Suzanne L. Topalian, MD, from Johns Hopkins University in Baltimore, and colleagues examined whether nivolumab can extend survival and maintain response after discontinuation of treatment for patients with advanced melanoma. One hundred seven patients received intravenous nivolumab in an outpatient setting every two weeks for up to 96 weeks.

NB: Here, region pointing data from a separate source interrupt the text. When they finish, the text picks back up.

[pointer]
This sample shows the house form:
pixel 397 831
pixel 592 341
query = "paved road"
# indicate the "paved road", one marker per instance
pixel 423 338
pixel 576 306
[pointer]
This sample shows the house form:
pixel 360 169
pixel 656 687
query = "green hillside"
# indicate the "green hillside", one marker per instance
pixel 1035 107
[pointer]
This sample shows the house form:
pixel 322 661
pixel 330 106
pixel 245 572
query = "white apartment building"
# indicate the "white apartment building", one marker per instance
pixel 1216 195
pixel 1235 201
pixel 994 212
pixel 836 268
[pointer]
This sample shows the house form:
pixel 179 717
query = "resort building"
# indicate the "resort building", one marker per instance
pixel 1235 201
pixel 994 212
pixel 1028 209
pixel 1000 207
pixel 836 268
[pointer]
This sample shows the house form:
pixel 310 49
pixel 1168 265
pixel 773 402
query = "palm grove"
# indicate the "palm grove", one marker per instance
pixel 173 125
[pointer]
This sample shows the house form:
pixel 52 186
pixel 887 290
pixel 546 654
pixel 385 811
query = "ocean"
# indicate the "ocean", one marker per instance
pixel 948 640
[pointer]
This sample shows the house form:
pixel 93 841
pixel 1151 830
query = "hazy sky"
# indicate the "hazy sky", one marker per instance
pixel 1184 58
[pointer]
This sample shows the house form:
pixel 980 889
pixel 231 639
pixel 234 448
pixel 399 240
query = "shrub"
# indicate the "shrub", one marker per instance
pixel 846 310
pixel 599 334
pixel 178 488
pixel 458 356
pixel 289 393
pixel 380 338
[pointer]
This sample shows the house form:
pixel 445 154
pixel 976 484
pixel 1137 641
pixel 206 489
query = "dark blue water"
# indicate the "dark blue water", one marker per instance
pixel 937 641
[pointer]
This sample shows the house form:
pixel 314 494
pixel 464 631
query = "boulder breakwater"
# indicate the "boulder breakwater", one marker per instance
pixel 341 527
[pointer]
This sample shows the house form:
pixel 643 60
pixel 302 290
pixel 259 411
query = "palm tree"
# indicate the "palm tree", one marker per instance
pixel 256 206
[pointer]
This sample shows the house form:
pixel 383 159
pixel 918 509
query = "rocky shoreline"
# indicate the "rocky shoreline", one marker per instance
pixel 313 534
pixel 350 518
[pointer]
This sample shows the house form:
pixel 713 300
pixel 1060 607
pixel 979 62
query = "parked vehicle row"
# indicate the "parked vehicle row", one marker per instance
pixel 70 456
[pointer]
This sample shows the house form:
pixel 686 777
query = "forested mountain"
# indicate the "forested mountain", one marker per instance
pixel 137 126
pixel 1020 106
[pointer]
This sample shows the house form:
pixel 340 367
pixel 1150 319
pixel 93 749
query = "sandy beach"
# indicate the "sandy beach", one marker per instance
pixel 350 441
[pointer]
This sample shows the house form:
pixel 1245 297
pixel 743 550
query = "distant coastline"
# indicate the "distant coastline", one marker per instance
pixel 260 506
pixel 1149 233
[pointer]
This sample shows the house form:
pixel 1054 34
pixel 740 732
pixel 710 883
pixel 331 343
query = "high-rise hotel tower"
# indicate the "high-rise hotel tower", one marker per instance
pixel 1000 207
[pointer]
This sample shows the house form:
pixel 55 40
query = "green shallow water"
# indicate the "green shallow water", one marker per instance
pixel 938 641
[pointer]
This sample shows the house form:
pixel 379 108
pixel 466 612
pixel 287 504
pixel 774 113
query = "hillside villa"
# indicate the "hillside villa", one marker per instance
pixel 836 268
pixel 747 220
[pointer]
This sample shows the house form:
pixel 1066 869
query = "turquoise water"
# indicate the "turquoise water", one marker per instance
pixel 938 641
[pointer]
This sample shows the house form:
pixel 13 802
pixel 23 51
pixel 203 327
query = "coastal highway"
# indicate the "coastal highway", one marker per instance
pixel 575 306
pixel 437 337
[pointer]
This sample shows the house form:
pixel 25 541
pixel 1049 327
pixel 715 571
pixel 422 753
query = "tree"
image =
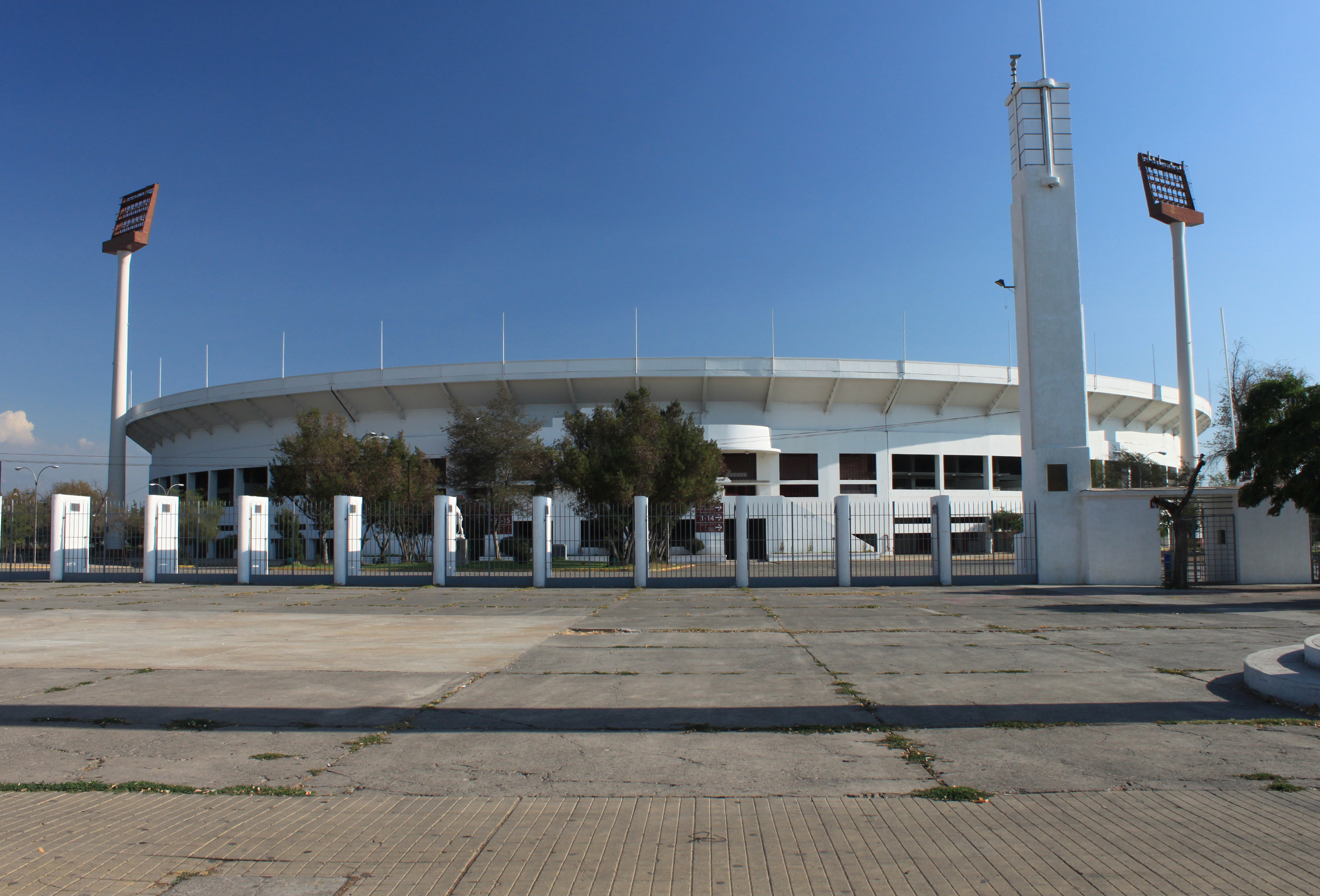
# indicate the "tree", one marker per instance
pixel 495 453
pixel 1182 522
pixel 1278 450
pixel 634 448
pixel 315 465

The researchers found that, for nivolumab-treated patients, the median overall survival was 16.8 months, and one- and two-year survival rates were 62 and 43%, respectively. Nearly two-thirds (62%) of patients had received two to five prior systemic therapies. The estimated median response duration was two years among 33 patients with objective tumor regressions. Therapy was discontinued in 17 patients for reasons other than disease progression, and 71% of these maintained responses while off therapy for at least 16 weeks. Overall response and toxicity rates were comparable to those reported earlier. Exposure-adjusted toxicity rates were not cumulative in an analysis of all patients treated on this trial, including those with other cancer types.

“Overall survival following nivolumab treatment in patients with advanced treatment-refractory melanoma compares favorably with that in literature studies of similar patient populations,” the authors write.

Several authors disclosed financial ties to pharmaceutical companies, including Bristol-Myers Squibb and Ono Pharmaceutical, which supported the study and manufacture nivolumab.